Alignments of Sti1 (DP1/DP2) and STI1 domains were created by pulling all unique domain structures with annotated STI1 domains from Uniprot. Where present, the human homolog was selected and then aligned with PROMALS3D (Pei et al., 2008). PROMALS3D provides a way of integrating a variety of costs into the alignment procedure, including 3D structure, secondary structure predictions, and known homologous positions.

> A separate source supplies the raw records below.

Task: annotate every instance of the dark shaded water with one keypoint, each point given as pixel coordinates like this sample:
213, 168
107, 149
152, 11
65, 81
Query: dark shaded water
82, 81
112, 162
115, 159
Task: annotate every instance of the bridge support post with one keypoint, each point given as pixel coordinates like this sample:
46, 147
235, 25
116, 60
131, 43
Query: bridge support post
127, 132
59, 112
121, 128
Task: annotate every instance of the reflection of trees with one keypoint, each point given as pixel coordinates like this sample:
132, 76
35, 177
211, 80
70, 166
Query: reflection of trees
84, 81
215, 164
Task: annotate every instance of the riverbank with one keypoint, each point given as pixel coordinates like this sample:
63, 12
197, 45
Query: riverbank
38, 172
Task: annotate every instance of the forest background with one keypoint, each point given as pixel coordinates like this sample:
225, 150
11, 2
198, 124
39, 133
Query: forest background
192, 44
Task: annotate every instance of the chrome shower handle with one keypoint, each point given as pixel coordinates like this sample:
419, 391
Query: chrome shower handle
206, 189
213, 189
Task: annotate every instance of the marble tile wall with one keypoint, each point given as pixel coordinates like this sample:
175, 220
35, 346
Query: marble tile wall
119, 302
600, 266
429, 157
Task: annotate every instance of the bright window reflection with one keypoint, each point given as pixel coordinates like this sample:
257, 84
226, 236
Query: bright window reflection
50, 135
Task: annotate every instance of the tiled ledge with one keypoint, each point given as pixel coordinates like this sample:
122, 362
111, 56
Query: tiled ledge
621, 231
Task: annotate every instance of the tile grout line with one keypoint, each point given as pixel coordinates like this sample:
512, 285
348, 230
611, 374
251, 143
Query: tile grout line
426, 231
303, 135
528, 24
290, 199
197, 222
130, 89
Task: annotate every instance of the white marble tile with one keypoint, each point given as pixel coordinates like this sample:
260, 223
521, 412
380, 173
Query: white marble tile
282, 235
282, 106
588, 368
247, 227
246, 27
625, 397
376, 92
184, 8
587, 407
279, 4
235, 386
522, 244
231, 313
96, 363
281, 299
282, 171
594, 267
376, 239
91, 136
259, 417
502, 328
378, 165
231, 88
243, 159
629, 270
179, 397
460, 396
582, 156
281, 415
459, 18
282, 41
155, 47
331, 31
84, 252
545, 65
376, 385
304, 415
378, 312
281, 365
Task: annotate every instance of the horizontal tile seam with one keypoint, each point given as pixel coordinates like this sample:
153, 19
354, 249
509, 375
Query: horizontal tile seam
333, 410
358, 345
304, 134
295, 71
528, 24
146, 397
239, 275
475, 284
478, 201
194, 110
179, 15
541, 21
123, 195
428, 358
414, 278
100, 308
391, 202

All alignments were visualized using Jalview (Waterhouse et al., 2009).
2.5.10 Molecular modeling
Putative models for ySgt2-C were generated with I-TASSER, PCONS, Quark, Robetta (ab initio and transform-restrained modes), Phyre2, and RaptorX via their respective web servers (Bradley et al., 2005; Wallner and Elofsson, 2006; Xu and Zhang, 2012; Yang et al., 2020, 2015). The highest scoring model from Quark was then chosen to identify putative TA client binding sites by rigid-body docking of various transmembrane domains modelled as \(\alpha\)-helices (3D-HM (Reißer et al., 2014)) into the ySgt2-Ccons through the Zdock web server (Pierce et al., 2014). Pairwise distances were calculated between C\(\beta\) atoms (the closer C\(\alpha\) proton on glycine) using mdtraj (McGibbon et al., 2015). Based on our disulfide crosslinks, new models were predicted using Robetta in ab initio mode specifying C\(\beta\)-C\(\beta\) atom distance constraints bounded between 0 and 9 Å.
For hSgt2, using the same set of structure prediction servers above, we were only able to produce a clear structural model using the Robetta transform-restrained mode. We were also unable to generate a reliable model by directly using the ySgt2-C model as a template (Webb and Sali, 2016). To crosslink distance data from ySgt2 as restraints for hSgt2, pair positions were transferred from one protein to the other via an alignment of Sgt2-C domains (excerpt in Figure 2.1A) and ran Robetta ab initio. Also, we grafted the N-terminal loop of ySgt2-C on hSgt2-C with the same set of restraints.
Images were rendered using PyMOL 2.3.